For the pleckstrin homology (PH) domain family of membrane binding domains, the systematic simulation of the interactions of 100 mammalian PH domains with PIP-containing membranes is reported. The observed PIP interaction hotspots recapitulate crystallographic binding sites, revealing a number of insights; including the patterns of PIP interaction across the family, details of secondary binding sites, clustering of anionic lipids and membrane-bound orientations. This provides a global view of PH domain/membrane association involving multivalent association with anionic lipids.
Going beyond MD simulations, we demonstrate that graph neural networks trained on coarse-grained MD simulation data can predict phosphoinositide lipid interaction sites on PH domain structures.

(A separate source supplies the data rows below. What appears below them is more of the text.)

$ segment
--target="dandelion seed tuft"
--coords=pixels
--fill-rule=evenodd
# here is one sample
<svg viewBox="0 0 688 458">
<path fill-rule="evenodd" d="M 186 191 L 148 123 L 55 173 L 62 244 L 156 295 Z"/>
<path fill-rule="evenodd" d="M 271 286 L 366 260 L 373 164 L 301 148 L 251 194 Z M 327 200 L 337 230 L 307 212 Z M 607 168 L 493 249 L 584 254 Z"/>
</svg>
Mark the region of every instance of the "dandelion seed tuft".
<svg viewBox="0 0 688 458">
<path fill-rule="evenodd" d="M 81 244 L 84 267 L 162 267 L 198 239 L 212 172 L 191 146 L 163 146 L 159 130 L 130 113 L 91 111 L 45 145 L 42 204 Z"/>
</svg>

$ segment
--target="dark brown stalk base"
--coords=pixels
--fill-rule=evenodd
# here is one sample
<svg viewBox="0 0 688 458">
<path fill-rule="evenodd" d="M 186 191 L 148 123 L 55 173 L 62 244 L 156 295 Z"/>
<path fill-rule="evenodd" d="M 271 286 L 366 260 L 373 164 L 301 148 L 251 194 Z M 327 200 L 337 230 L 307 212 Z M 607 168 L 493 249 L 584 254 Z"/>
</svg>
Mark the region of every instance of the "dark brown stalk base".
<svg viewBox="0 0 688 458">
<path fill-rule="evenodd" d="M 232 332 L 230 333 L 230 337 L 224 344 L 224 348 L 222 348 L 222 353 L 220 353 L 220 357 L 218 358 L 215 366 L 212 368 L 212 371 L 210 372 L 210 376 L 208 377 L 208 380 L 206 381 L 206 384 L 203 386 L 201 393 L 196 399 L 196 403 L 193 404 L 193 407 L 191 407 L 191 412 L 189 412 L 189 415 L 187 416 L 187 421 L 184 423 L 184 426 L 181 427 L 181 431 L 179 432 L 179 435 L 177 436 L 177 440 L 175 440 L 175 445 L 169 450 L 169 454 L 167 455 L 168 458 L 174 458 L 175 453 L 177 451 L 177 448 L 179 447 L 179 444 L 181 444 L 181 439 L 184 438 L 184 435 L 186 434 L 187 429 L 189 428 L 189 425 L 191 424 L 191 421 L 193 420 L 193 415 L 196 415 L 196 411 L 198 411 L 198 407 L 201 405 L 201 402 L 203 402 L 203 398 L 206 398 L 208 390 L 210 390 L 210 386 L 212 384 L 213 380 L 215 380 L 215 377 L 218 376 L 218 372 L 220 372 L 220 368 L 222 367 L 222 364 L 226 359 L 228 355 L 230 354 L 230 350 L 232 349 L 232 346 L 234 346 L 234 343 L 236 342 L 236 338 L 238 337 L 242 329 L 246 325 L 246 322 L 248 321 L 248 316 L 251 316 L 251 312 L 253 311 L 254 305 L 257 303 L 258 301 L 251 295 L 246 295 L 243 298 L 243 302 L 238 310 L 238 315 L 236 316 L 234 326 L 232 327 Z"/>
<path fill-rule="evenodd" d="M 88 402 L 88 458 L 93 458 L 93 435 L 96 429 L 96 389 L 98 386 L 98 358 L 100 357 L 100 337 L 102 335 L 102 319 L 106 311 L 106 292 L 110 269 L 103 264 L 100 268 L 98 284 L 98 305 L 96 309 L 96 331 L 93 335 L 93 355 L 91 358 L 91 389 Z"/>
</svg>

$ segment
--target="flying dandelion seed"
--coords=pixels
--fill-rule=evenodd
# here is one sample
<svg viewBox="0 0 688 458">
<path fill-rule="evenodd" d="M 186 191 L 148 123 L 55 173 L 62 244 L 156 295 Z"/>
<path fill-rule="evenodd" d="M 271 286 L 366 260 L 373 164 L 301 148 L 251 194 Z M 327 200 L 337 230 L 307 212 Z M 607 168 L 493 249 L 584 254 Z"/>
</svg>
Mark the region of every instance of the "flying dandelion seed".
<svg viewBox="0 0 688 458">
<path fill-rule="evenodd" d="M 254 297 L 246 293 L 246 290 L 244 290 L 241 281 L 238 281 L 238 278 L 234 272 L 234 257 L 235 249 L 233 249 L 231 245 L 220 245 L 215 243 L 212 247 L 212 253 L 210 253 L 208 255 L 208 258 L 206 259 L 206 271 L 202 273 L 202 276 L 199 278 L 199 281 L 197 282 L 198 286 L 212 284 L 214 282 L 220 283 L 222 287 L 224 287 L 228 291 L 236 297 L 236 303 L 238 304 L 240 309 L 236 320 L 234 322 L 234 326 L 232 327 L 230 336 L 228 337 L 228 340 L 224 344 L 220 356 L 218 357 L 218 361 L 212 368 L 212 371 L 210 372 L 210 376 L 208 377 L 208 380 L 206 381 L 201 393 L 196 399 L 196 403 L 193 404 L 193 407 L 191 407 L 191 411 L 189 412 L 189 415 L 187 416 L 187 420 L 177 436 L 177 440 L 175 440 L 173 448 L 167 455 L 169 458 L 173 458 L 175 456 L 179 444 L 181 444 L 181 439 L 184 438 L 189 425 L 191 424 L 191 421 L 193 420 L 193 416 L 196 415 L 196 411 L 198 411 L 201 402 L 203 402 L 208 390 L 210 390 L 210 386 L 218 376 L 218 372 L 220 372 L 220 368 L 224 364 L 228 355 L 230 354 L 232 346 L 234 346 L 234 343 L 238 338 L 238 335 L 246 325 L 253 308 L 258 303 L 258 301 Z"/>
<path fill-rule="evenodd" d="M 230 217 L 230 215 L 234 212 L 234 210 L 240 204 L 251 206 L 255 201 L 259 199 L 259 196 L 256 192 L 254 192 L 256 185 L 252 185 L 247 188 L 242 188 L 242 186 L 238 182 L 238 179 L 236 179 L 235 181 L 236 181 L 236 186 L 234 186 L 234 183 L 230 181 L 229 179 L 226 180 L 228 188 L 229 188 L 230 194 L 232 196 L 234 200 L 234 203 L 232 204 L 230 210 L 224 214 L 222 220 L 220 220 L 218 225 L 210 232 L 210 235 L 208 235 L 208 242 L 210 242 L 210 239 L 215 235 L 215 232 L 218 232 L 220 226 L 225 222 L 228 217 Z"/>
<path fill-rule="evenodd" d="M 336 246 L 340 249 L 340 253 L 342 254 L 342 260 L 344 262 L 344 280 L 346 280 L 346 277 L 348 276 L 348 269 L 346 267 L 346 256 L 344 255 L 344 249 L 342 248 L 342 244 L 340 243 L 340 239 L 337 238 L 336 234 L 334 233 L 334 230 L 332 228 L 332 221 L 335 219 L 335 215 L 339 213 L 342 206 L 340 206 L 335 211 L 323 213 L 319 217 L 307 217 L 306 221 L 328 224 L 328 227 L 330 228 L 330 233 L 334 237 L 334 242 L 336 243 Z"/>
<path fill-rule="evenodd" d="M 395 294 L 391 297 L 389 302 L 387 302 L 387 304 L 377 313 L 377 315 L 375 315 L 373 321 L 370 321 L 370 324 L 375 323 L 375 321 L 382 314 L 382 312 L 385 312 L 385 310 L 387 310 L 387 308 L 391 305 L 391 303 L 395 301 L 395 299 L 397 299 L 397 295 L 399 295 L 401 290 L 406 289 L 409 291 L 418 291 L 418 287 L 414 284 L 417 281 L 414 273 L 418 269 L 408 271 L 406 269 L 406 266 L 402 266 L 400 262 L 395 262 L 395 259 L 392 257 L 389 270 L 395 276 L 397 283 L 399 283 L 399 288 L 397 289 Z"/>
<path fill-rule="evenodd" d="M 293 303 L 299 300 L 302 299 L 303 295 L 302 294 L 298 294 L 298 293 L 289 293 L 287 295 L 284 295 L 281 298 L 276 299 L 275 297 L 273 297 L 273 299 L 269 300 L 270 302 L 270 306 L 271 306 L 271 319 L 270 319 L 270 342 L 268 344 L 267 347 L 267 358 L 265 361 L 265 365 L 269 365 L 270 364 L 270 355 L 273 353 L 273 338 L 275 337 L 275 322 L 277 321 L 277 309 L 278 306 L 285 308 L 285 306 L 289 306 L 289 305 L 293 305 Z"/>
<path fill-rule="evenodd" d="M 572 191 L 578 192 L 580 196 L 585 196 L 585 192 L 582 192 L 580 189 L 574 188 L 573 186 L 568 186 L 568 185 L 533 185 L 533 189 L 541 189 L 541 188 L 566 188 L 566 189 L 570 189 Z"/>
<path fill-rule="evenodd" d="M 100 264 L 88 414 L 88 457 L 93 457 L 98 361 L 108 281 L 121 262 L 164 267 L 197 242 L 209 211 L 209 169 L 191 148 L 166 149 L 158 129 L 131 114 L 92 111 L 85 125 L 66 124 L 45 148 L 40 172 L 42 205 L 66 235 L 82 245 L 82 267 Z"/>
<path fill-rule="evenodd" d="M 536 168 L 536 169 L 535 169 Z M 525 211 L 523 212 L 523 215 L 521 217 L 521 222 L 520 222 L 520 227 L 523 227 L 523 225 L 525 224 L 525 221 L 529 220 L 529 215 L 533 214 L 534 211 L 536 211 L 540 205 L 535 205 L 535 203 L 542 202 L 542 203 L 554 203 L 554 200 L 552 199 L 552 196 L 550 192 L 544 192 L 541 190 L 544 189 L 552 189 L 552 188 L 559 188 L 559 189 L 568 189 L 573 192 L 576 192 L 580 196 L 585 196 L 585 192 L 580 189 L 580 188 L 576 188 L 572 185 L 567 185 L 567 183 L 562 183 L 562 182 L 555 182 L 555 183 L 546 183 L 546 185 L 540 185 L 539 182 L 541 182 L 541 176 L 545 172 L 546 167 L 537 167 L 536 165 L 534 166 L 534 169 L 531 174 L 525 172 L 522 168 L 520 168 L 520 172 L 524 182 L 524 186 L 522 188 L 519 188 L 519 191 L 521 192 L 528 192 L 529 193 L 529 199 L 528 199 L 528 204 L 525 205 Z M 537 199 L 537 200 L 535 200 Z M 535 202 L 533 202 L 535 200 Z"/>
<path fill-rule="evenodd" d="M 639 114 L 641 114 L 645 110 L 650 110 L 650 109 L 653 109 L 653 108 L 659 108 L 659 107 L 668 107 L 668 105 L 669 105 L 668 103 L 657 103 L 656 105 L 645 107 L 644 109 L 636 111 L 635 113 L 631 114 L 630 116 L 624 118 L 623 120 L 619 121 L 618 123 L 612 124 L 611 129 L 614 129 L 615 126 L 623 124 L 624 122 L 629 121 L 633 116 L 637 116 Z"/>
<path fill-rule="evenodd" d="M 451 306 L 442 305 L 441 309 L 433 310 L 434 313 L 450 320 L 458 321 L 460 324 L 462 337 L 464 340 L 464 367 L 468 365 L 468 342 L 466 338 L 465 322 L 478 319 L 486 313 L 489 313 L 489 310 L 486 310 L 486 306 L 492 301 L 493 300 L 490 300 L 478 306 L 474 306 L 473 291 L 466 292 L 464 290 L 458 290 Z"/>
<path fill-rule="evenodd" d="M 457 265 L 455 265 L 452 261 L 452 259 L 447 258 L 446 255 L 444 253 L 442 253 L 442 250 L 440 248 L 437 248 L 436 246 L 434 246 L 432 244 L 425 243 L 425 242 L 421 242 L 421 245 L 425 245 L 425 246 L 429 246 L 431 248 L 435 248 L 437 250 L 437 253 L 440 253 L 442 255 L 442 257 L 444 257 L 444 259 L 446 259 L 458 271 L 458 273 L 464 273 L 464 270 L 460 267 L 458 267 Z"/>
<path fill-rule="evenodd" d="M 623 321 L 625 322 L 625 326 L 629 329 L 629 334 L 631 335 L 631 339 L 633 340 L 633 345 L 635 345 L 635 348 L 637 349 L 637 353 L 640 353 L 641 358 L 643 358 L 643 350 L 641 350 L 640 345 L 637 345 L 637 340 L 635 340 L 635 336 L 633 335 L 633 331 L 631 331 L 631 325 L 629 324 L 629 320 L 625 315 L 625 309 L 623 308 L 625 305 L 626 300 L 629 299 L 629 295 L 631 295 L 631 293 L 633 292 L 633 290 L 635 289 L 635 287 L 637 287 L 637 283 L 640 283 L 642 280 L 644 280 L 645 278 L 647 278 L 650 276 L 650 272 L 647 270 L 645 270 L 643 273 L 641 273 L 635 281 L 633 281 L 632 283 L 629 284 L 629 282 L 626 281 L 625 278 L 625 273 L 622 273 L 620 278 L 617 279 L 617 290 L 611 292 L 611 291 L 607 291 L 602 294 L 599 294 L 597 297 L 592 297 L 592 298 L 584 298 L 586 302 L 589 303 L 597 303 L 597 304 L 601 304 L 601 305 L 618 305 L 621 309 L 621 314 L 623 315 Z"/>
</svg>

The predictions are comparable to the results of simulations and require only seconds to compute. Comparison with experimental data shows that the model can predict known phosphoinositide interaction sites and can be used to form hypotheses for PH domains for which there is no experimental data. This opens up the possibility to put powerful machine learning based tools for predicting protein-lipid interactions in the hands of membrane biologists. Ongoing work to extend these predictions to other families of membrane proteins is discussed.
In a parallel strand of research, the use of electron capture for charge reduction (ECCR) in native mass spectrometry on Orbitrap platforms has been explored. Native ECCR was performed on the bacterial chaperonin GroEL and megadalton scale adeno-associated virus (AAV) capsid assemblies on the Q Exactive UHMR mass spectrometer. Charge reduction of AAV8 capsids by up to 90% pushes signals well above 100,000 m/z and enables charge state resolution and mean mass determination of these highly heterogeneous samples, even for capsids loaded with genetic cargo. With minor instrument modifications the UHMR can detect charge reduced ion signals beyond 200,000 m/z. This work demonstrates the utility of ECCR for deconvolving heterogeneous signals in native mass spectrometry and presents the highest m/z signals ever recorded on an Orbitrap instrument, opening up the use of Orbitrap native mass spectrometry for heavier analytes than ever before.